COVID vaccines are becoming available, and since about 40% of people have said in surveys that they’re not going to take the vaccine, I’m being asked by patients my opinion and whether or not I will take the vaccine.
There are several vaccines available at this time. The first two vaccines to be made available to the public, the Pfizer and Moderna vaccines, as well as the Biontech vaccine, are formulated using a new messenger RNA technology (mRNA). Instead of using the dead virus, they use the mRNA inside the virus, not the whole virus itself. The RNA from the coronavirus induces the body’s immune system to make an antibody to the protein spike on the coronavirus. This is new technology, and being synthetic allows the vaccines to be made much quicker. This has never been done before. The studies on mammals, then humans, are no older than 5 months at the most and we’re told are from 90 – 95% effective in producing the therapeutic levels of antibodies, but only after a second injection is given.
Like many vaccines, a second or even third booster vaccine, in some cases, must be given because the first shot doesn’t produce a level of antibody that cannot be overwhelmed by the offending virus. So boosters are given to reach this level. Some years ago one of my assistants required a 4th booster of Hepatitis B vaccine to reach the therapeutic level. Three is usually necessary for this particular vaccine.

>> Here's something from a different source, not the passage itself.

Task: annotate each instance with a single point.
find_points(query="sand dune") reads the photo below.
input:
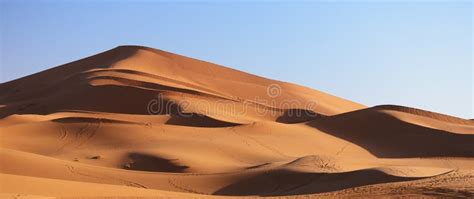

Anyway, it’s no secret that we are all breaking new ground and marching into uncharted territory with respect to outcomes and adverse events occurring from any of these vaccines. The FAQ section on vaccines at the CDC website even admits to this, as well as informing the public that no one knows how long the antibodies produced by the vaccine will last, or what the adverse events may be, or even whether the vaccine will be successful in clearing the pandemic. The antibodies may last longer than three months, or maybe three years or longer. We’re all going to find out as we move along.
The vaccines that I do not intend to take, since there are safe and ethical alternatives, are from Astra-Zeneca, Oxford, and Johnson and Johnson. These vaccines are made from the fetal cell lines of a 14-week old Caucasian male (that is, an aborted baby). This is on Astra-Zeneca’s abstract to the FDA and can be found on the Internet. With respect to Astra-Zeneca’s vaccine, they’ve informed the FDA in their abstract that they “urgently seek an Artificial Intelligence (AI) software tool to process the expected high volume of Covid-19 vaccine Adverse Drug Reactions (ADRs) and ensure that no details from the ADRs’ reaction text are missed.” In other words, Astra-Zeneca expects the reporting of adverse events to be at a level that existing algorithms in current software will not be able to handle the various and sundry adverse events that they foresee. Now of course this is Astra-Zeneca’s vaccine, which was not made by mRNA methods.
Refusing to take vaccines made from aborted babies is my personal view, as long as there is an alternative (Pfizer, Moderna). It may be that in the future, because of the decades of research using aborted babies, that no vaccine will be untainted by the use of fetal cell lines. But as long as there is an alternative, I intend to use them.
Something else to consider in the making of this historic vaccine is that the health status of those to whom the vaccine was given in the trials were of good health. The primary aim of the vaccine development was to determine if the human immune system could generate an antibody from this new technology. We don’t know how many volunteers in the trials had multiple medical problems, autoimmune diseases, heart, lung, or kidney disease. As a result we don’t how know how the vaccine will affect these individuals going forward as there is not enough burden of evidence from the trials to raise the confidence level for these folks.
If after the masses have received the vaccines over 3-6 months, and there develops no significant side-effects, and the safety among the masses has been assured, will I then be taking it. From what I can gather at physician websites, from survey results, about 50% of doctors plan to take it immediately, 40% are going to wait, and about 10% say they’re not taking it.
The current death rate from this coronavirus is about 2.2%. If the side-effects or adverse events are realized at some higher percent then each person will have to determine their acceptable risk and make their decision accordingly. Since this virus is proving to do well in hot or cold weather, it may be that only until everyone either contracts the virus, or receives the vaccine, will the pandemic then subside. My understanding of pandemics from history says this probably won’t happen until the end of next summer at the earliest.